We also developed a novel ROI method called the “narrow rectangle” or “virtual probe” to measure renal R2* values. This was the principal reason why we devised and applied this special ROI technique. Renal microstructure displays distinct directional characteristics and spatial heterogeneity. Renal parenchyma oxygenation features are based on its histological anatomy foundation. The well-known opinion that the degree of renal blood oxygen saturation in the cortical zone is always higher than that in the medullary zone is based on previous ROI analysis methods such as regional ROI selection , compartmental approach , fractional kidney hypoxia , CO , and TLCO . However, investigators either handled nonconsecutive crude R2* data by regional ROI selection or acquired calculated mean R2* results by CO and TLCO methods. These inherent shortcomings remained an obstacle to the procurement of the explicit oxygenation tendency throughout the renal parenchyma. Contrary to previous conventional ROI analysis methods, our new analysis technique revealed that deep medullary oxygenation was not always overtly lower than cortical oxygenation. This unusual discovery challenged the well-known opinion.
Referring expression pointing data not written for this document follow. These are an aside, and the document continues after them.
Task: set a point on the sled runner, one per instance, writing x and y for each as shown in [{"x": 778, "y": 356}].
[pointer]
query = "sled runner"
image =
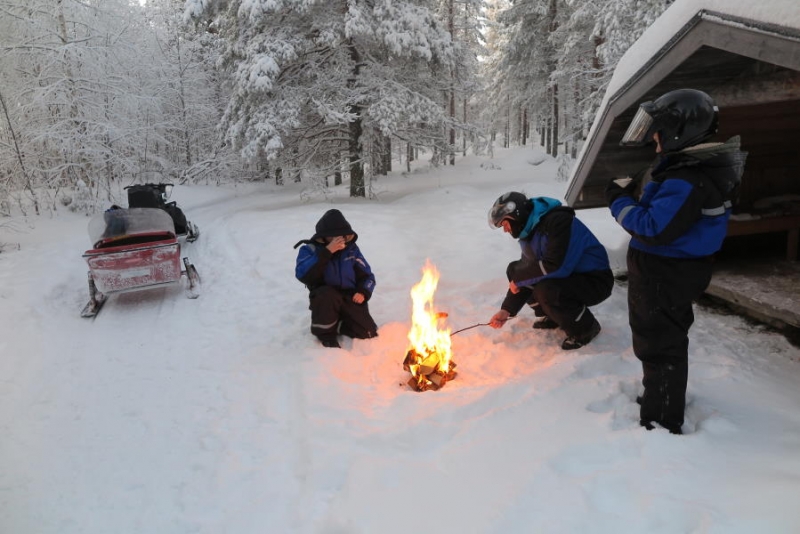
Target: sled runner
[{"x": 134, "y": 249}]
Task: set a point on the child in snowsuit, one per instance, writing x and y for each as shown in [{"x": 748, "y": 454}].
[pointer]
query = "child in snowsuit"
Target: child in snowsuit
[
  {"x": 676, "y": 226},
  {"x": 339, "y": 280}
]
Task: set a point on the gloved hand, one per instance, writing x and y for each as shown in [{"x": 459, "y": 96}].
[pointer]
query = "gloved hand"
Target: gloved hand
[
  {"x": 620, "y": 187},
  {"x": 499, "y": 319}
]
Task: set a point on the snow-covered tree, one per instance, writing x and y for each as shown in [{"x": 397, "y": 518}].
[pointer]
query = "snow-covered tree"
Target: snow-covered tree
[{"x": 313, "y": 79}]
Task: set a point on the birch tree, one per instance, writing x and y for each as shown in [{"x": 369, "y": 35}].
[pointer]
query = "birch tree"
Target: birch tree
[{"x": 313, "y": 78}]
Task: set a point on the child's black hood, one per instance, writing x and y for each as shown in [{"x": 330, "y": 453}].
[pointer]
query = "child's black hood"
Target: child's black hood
[{"x": 332, "y": 224}]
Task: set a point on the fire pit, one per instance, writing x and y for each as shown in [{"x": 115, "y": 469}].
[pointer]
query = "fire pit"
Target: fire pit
[{"x": 429, "y": 359}]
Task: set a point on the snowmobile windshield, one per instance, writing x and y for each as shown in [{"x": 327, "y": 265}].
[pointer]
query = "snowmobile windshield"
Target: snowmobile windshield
[
  {"x": 125, "y": 222},
  {"x": 636, "y": 135}
]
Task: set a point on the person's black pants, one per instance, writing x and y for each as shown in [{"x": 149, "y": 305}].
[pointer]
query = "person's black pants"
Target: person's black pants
[
  {"x": 660, "y": 295},
  {"x": 329, "y": 306},
  {"x": 566, "y": 300}
]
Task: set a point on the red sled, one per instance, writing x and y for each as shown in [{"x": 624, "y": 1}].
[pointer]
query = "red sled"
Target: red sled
[{"x": 134, "y": 249}]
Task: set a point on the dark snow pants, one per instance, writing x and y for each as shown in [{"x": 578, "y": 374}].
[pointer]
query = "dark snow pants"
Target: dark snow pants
[
  {"x": 660, "y": 295},
  {"x": 330, "y": 306},
  {"x": 566, "y": 300}
]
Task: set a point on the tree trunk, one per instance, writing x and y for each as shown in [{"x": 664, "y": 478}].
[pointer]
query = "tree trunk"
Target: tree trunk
[
  {"x": 524, "y": 126},
  {"x": 355, "y": 131},
  {"x": 554, "y": 153},
  {"x": 387, "y": 155},
  {"x": 452, "y": 145}
]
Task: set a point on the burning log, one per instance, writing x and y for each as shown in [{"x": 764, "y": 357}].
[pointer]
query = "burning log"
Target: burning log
[
  {"x": 427, "y": 372},
  {"x": 429, "y": 360}
]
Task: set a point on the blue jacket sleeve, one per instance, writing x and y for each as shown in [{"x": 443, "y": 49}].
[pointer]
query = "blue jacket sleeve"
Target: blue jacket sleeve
[
  {"x": 310, "y": 265},
  {"x": 665, "y": 211},
  {"x": 365, "y": 279}
]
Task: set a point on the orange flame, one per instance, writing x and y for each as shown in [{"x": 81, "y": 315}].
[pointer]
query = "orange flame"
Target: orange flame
[{"x": 431, "y": 344}]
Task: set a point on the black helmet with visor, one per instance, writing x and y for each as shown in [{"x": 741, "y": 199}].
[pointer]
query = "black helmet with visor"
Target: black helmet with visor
[
  {"x": 513, "y": 207},
  {"x": 682, "y": 118}
]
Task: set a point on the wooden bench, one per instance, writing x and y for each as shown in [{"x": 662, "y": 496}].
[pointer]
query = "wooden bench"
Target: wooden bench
[{"x": 786, "y": 223}]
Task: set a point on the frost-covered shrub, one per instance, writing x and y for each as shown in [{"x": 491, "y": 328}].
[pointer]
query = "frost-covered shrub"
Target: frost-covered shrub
[{"x": 82, "y": 199}]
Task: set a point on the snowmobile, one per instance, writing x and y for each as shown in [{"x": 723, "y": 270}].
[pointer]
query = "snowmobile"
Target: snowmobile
[
  {"x": 134, "y": 249},
  {"x": 157, "y": 196}
]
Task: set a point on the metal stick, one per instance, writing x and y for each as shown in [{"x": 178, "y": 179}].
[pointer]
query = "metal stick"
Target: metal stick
[{"x": 467, "y": 328}]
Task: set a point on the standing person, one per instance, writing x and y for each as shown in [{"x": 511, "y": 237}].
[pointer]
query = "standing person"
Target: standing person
[
  {"x": 563, "y": 270},
  {"x": 678, "y": 223},
  {"x": 339, "y": 280}
]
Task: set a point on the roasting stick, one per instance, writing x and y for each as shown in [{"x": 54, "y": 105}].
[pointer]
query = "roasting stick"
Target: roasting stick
[{"x": 467, "y": 328}]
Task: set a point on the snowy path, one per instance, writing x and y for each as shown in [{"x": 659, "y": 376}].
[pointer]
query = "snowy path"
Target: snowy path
[{"x": 170, "y": 415}]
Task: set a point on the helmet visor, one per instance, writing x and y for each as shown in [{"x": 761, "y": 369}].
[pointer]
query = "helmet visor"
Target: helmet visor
[
  {"x": 501, "y": 211},
  {"x": 637, "y": 131}
]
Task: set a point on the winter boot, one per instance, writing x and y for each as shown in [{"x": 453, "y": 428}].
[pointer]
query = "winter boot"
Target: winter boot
[
  {"x": 545, "y": 323},
  {"x": 577, "y": 341},
  {"x": 330, "y": 342}
]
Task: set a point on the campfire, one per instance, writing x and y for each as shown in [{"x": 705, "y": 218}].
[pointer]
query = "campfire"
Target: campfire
[{"x": 429, "y": 359}]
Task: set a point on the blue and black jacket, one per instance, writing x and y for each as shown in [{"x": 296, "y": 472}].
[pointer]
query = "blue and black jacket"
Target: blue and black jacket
[
  {"x": 346, "y": 270},
  {"x": 684, "y": 210},
  {"x": 555, "y": 244}
]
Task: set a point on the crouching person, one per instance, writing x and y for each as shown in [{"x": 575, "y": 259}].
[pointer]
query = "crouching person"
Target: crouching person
[
  {"x": 563, "y": 269},
  {"x": 339, "y": 280}
]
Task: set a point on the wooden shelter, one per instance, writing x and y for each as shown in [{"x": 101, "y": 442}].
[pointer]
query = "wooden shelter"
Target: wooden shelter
[{"x": 751, "y": 67}]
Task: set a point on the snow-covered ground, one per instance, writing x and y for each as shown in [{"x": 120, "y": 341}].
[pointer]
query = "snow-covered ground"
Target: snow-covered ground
[{"x": 224, "y": 415}]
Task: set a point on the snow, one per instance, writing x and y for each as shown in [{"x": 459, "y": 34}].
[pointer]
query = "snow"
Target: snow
[{"x": 223, "y": 414}]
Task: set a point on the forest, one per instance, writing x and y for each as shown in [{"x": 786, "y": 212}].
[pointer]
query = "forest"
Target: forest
[{"x": 99, "y": 94}]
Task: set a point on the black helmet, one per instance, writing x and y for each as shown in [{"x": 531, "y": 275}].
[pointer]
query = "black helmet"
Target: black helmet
[
  {"x": 681, "y": 118},
  {"x": 513, "y": 207}
]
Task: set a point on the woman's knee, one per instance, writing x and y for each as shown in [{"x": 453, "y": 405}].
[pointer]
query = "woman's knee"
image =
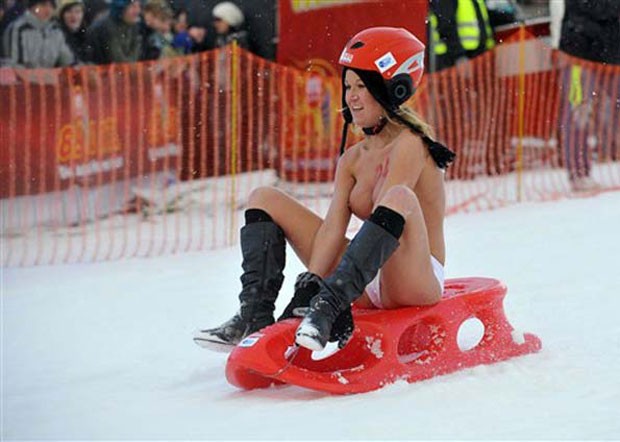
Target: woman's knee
[{"x": 263, "y": 197}]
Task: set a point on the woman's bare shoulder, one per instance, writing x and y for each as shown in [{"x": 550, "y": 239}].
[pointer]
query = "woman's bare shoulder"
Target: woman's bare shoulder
[{"x": 408, "y": 145}]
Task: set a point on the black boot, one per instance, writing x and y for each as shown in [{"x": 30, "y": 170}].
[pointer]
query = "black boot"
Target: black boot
[
  {"x": 369, "y": 250},
  {"x": 263, "y": 248}
]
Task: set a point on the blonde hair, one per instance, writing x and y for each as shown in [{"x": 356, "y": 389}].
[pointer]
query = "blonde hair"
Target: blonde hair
[{"x": 411, "y": 117}]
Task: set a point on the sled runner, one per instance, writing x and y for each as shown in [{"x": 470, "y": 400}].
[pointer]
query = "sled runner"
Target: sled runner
[{"x": 410, "y": 344}]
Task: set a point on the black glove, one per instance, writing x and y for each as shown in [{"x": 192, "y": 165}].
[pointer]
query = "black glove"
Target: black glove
[{"x": 308, "y": 285}]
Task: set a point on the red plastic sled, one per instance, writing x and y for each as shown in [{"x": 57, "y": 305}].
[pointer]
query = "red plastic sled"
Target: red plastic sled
[{"x": 408, "y": 344}]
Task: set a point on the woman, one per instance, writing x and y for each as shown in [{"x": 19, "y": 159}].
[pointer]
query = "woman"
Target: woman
[
  {"x": 71, "y": 20},
  {"x": 393, "y": 179}
]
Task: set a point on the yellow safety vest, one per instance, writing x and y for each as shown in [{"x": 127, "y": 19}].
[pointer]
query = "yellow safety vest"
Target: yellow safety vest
[
  {"x": 467, "y": 23},
  {"x": 467, "y": 27},
  {"x": 438, "y": 44}
]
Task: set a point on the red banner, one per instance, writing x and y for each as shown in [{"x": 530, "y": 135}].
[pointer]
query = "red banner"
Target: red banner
[{"x": 85, "y": 127}]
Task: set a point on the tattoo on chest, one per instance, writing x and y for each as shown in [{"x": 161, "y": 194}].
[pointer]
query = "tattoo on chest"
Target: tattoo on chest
[{"x": 382, "y": 169}]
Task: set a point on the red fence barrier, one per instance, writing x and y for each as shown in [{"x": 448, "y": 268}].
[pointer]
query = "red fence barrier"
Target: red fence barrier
[{"x": 104, "y": 162}]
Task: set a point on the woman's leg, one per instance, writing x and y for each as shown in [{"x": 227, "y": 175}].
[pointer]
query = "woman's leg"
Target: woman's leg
[
  {"x": 299, "y": 223},
  {"x": 407, "y": 278}
]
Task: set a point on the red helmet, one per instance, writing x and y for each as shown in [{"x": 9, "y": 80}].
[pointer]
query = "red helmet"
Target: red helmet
[{"x": 395, "y": 53}]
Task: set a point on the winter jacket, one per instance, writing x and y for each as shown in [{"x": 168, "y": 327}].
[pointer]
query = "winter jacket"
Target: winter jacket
[
  {"x": 31, "y": 43},
  {"x": 591, "y": 30},
  {"x": 111, "y": 40}
]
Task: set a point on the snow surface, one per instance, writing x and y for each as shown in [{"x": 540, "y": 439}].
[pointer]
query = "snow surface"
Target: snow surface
[{"x": 105, "y": 351}]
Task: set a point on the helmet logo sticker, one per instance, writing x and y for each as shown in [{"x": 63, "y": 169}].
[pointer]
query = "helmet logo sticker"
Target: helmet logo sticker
[
  {"x": 346, "y": 57},
  {"x": 385, "y": 62},
  {"x": 412, "y": 64}
]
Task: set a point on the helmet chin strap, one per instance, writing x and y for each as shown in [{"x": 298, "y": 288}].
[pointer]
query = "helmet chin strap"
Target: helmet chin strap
[{"x": 374, "y": 130}]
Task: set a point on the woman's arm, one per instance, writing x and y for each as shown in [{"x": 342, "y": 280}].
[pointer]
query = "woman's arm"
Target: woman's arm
[{"x": 329, "y": 239}]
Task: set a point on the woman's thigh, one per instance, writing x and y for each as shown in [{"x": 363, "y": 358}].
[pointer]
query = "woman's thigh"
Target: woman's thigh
[
  {"x": 408, "y": 278},
  {"x": 298, "y": 222}
]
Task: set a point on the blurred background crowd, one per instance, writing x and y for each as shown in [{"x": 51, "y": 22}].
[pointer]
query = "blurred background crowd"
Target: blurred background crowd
[{"x": 57, "y": 33}]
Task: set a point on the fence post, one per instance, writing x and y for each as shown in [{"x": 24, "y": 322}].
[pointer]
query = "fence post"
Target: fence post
[{"x": 520, "y": 112}]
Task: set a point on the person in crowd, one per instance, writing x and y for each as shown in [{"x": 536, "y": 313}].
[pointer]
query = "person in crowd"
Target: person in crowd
[
  {"x": 228, "y": 21},
  {"x": 556, "y": 14},
  {"x": 157, "y": 34},
  {"x": 116, "y": 37},
  {"x": 590, "y": 31},
  {"x": 94, "y": 10},
  {"x": 182, "y": 40},
  {"x": 34, "y": 40},
  {"x": 393, "y": 179},
  {"x": 459, "y": 30},
  {"x": 71, "y": 21},
  {"x": 9, "y": 11}
]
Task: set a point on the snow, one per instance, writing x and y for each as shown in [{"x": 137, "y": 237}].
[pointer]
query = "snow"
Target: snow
[{"x": 105, "y": 351}]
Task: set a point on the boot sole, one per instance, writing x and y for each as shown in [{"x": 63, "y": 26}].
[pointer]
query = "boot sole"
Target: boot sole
[
  {"x": 218, "y": 346},
  {"x": 306, "y": 336}
]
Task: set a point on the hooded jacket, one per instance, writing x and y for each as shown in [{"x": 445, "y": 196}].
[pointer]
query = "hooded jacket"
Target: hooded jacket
[{"x": 32, "y": 43}]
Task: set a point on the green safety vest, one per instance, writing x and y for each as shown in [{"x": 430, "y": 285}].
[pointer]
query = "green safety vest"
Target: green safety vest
[{"x": 467, "y": 27}]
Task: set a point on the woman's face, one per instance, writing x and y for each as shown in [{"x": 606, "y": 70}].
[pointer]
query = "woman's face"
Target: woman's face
[
  {"x": 73, "y": 17},
  {"x": 365, "y": 109},
  {"x": 44, "y": 11}
]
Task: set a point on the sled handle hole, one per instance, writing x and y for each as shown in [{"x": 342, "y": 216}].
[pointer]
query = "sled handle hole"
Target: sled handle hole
[{"x": 470, "y": 334}]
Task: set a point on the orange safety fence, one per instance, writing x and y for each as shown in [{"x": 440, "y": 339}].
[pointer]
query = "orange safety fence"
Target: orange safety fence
[{"x": 144, "y": 159}]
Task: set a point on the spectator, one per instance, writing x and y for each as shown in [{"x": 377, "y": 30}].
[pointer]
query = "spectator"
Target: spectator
[
  {"x": 182, "y": 40},
  {"x": 95, "y": 9},
  {"x": 158, "y": 35},
  {"x": 590, "y": 31},
  {"x": 116, "y": 37},
  {"x": 34, "y": 40},
  {"x": 227, "y": 20},
  {"x": 9, "y": 11},
  {"x": 460, "y": 29},
  {"x": 71, "y": 20}
]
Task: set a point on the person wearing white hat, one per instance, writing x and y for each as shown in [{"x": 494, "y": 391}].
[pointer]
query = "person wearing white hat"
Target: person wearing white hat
[
  {"x": 71, "y": 20},
  {"x": 228, "y": 20}
]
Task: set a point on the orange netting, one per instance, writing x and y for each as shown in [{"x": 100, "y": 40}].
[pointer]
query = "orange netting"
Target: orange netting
[{"x": 104, "y": 162}]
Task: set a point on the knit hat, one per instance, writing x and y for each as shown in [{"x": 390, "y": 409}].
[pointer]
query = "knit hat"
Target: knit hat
[
  {"x": 32, "y": 3},
  {"x": 117, "y": 7},
  {"x": 230, "y": 13},
  {"x": 64, "y": 4}
]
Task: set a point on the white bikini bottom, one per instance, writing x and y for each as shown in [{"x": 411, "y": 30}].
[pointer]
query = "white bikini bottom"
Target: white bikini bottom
[{"x": 374, "y": 288}]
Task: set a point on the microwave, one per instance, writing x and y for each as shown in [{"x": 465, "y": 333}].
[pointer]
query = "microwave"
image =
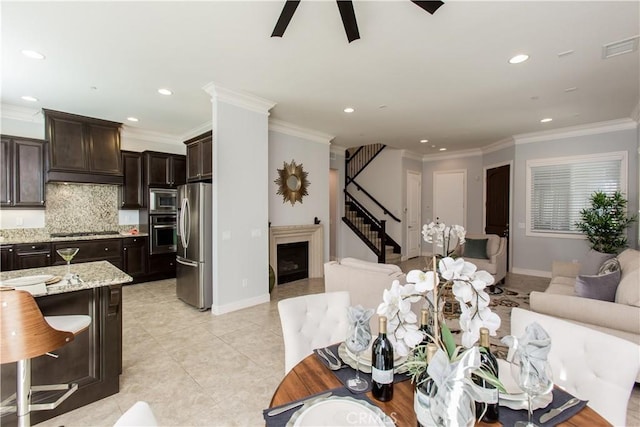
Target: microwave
[{"x": 162, "y": 200}]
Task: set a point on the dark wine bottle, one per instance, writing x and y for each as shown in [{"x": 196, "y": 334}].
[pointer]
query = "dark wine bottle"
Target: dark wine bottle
[
  {"x": 489, "y": 363},
  {"x": 382, "y": 364},
  {"x": 425, "y": 327}
]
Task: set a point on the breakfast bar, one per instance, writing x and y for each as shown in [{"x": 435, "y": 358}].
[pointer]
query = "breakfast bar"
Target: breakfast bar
[{"x": 94, "y": 359}]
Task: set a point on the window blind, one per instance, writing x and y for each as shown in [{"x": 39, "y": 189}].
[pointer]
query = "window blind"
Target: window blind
[{"x": 560, "y": 191}]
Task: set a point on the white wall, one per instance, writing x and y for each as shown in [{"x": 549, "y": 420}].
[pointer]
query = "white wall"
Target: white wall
[
  {"x": 314, "y": 157},
  {"x": 534, "y": 255}
]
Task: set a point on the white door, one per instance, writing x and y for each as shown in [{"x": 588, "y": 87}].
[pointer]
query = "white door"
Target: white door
[{"x": 414, "y": 213}]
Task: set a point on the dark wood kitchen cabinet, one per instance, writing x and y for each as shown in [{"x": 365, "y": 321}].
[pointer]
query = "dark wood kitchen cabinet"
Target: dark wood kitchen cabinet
[
  {"x": 134, "y": 256},
  {"x": 83, "y": 149},
  {"x": 23, "y": 164},
  {"x": 31, "y": 255},
  {"x": 164, "y": 169},
  {"x": 132, "y": 194},
  {"x": 199, "y": 160}
]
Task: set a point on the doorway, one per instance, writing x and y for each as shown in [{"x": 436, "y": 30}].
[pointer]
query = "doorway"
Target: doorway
[{"x": 497, "y": 205}]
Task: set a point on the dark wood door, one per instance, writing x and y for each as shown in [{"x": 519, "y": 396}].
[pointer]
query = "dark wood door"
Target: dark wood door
[
  {"x": 6, "y": 167},
  {"x": 104, "y": 143},
  {"x": 132, "y": 191},
  {"x": 498, "y": 188},
  {"x": 29, "y": 173}
]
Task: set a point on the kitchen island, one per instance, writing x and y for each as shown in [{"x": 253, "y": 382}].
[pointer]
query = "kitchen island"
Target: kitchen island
[{"x": 94, "y": 358}]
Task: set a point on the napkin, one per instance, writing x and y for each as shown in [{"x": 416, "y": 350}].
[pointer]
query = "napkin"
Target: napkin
[
  {"x": 345, "y": 374},
  {"x": 282, "y": 419}
]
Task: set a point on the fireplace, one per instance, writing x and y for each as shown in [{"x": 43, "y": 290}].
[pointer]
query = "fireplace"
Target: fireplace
[{"x": 293, "y": 261}]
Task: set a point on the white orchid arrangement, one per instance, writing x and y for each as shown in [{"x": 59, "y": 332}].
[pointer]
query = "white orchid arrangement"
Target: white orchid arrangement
[
  {"x": 443, "y": 235},
  {"x": 468, "y": 284}
]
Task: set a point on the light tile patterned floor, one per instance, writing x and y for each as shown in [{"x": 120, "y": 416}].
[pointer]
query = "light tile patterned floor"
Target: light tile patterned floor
[{"x": 196, "y": 369}]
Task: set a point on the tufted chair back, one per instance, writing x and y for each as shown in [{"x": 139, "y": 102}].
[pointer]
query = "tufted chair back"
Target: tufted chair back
[
  {"x": 312, "y": 321},
  {"x": 589, "y": 364}
]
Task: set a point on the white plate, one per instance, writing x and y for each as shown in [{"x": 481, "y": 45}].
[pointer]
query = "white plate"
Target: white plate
[
  {"x": 27, "y": 280},
  {"x": 339, "y": 411},
  {"x": 515, "y": 398},
  {"x": 365, "y": 366}
]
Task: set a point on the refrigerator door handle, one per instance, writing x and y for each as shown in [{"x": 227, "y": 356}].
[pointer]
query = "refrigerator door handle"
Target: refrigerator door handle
[{"x": 186, "y": 262}]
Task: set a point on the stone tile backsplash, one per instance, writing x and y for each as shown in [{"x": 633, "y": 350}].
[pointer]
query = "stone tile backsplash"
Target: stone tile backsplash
[{"x": 81, "y": 207}]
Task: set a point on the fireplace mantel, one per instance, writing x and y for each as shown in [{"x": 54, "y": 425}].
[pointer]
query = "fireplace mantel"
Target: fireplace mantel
[{"x": 312, "y": 233}]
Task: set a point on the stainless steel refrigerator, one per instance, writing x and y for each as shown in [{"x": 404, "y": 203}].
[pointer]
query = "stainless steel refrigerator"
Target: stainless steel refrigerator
[{"x": 194, "y": 255}]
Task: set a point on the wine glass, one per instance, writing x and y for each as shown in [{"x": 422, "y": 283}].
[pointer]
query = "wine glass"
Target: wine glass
[
  {"x": 534, "y": 378},
  {"x": 67, "y": 254},
  {"x": 358, "y": 340}
]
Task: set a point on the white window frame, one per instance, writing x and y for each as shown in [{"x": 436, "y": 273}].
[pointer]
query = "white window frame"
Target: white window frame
[{"x": 622, "y": 156}]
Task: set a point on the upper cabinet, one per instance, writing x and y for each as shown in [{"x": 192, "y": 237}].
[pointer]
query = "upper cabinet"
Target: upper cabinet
[
  {"x": 132, "y": 194},
  {"x": 83, "y": 149},
  {"x": 199, "y": 160},
  {"x": 164, "y": 170},
  {"x": 22, "y": 161}
]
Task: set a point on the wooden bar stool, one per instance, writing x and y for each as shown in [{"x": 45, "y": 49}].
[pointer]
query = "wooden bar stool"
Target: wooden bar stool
[{"x": 25, "y": 333}]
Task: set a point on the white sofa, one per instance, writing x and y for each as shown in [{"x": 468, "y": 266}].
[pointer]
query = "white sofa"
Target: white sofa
[{"x": 365, "y": 281}]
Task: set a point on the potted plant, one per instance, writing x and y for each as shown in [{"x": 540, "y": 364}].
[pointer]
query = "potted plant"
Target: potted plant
[{"x": 605, "y": 222}]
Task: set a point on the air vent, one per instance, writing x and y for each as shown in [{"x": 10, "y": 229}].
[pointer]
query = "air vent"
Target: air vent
[{"x": 620, "y": 47}]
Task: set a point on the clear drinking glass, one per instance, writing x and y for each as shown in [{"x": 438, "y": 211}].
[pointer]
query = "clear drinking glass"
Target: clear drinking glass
[
  {"x": 535, "y": 379},
  {"x": 358, "y": 341},
  {"x": 67, "y": 254}
]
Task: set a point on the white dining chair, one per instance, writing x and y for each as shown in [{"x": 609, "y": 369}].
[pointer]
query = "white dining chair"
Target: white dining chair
[
  {"x": 139, "y": 415},
  {"x": 589, "y": 364},
  {"x": 312, "y": 321}
]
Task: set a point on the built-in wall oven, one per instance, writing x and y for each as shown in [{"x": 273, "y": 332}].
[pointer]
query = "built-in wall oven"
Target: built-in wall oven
[{"x": 162, "y": 233}]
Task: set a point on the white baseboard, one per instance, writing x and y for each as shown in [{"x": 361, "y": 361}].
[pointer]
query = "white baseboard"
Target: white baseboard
[
  {"x": 538, "y": 273},
  {"x": 239, "y": 305}
]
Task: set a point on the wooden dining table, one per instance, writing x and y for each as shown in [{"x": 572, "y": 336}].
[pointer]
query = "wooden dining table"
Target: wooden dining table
[{"x": 310, "y": 376}]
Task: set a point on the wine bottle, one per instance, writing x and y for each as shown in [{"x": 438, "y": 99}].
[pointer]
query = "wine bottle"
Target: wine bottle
[
  {"x": 425, "y": 327},
  {"x": 489, "y": 363},
  {"x": 382, "y": 364}
]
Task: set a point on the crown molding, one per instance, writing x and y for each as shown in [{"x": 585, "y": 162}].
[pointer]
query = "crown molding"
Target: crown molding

Our current study still had several shortcomings. First, our study merely investigated renal R2* signal instead of other functional MR signals such as ADC, synchronously. We only knew the existing oxygenation condition, whereas we did not understand the precise mechanism of hypoxia status formation. Second, the meaning of fitted Gaussian functions had not yet been explained or proved by other physiological studies, and we only hypothesized that fitted Gaussian formulas represent renal hypoxia outline in the kidney cortical and medullary zones. Third, the narrow rectangular ROI analysis method that was adopted in our study had not been tested by many researchers. Because the highly observer-dependent property of previous conventional ROI analysis methods has been proved, we did not know the new ROI analysis technique had the highly reproducible and lower variant characteristic.